Explaining the main action of the Council Conclusions entitled “Towards modern, responsive and sustainable health systems,” Mr Bencze underlined the intention of the Hungarian Presidency is to produce and sustain a reflection process whereby Member States will continue to exchange best practices related to investment in healthcare systems. He declared that the focus or the process will be on regarding health as an investment rather than an expenditure and conceded that the content of this reflection process has not been fixed in order to develop it based on Member State needs and expectations over the coming year. A report on the reflection process will be released by the end of 2012 with hopes for continued cooperation through the Senior High Level Working Group extending beyond this deadline.
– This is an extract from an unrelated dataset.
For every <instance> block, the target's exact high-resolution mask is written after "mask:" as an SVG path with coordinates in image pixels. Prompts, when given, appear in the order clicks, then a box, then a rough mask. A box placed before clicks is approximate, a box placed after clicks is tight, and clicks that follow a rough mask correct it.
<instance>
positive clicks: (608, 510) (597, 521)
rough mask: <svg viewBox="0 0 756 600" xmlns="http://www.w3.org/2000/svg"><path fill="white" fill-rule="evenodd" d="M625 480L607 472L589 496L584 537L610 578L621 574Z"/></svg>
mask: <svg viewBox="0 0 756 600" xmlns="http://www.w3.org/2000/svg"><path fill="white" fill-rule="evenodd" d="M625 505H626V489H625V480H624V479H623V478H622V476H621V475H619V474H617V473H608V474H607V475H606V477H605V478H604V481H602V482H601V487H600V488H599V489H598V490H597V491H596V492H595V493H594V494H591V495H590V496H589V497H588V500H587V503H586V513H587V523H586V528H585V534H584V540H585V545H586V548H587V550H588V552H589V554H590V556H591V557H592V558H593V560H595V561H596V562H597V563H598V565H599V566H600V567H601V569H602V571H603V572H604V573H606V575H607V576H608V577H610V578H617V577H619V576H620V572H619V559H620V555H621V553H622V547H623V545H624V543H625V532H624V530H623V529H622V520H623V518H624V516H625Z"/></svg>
Additionally, Mr Galeziak provided further information regarding the aims of the Polish Presidency in terms of employment and social policy which will focus on the demographic future of Europe, an active EU and a citizen partnership. Mr Galeziak asserted that the Polish Presidency will look to take a more holistic approach to employment, education, health and other sectors through the principle of “solidarity.” The Polish Presidency’s overall goal is to utilise changing demographics in society as an opportunity to innovate in the organisation of society leading to greater job creation.

Though both the Hungarian and Polish Permanent Representations to the EU are sitting on the Steering Committee of the Innovation Partnership on Active and Healthy Ageing, neither representative could speak to any developments regarding the initiative. The European Commission briefed the EPSCO Council on its progress with the pilot partnership, but both speakers felt it too soon to consider possible outcomes of the Strategic Implementation Plan which is due to be completed by the Steering Committee before the end of 2011.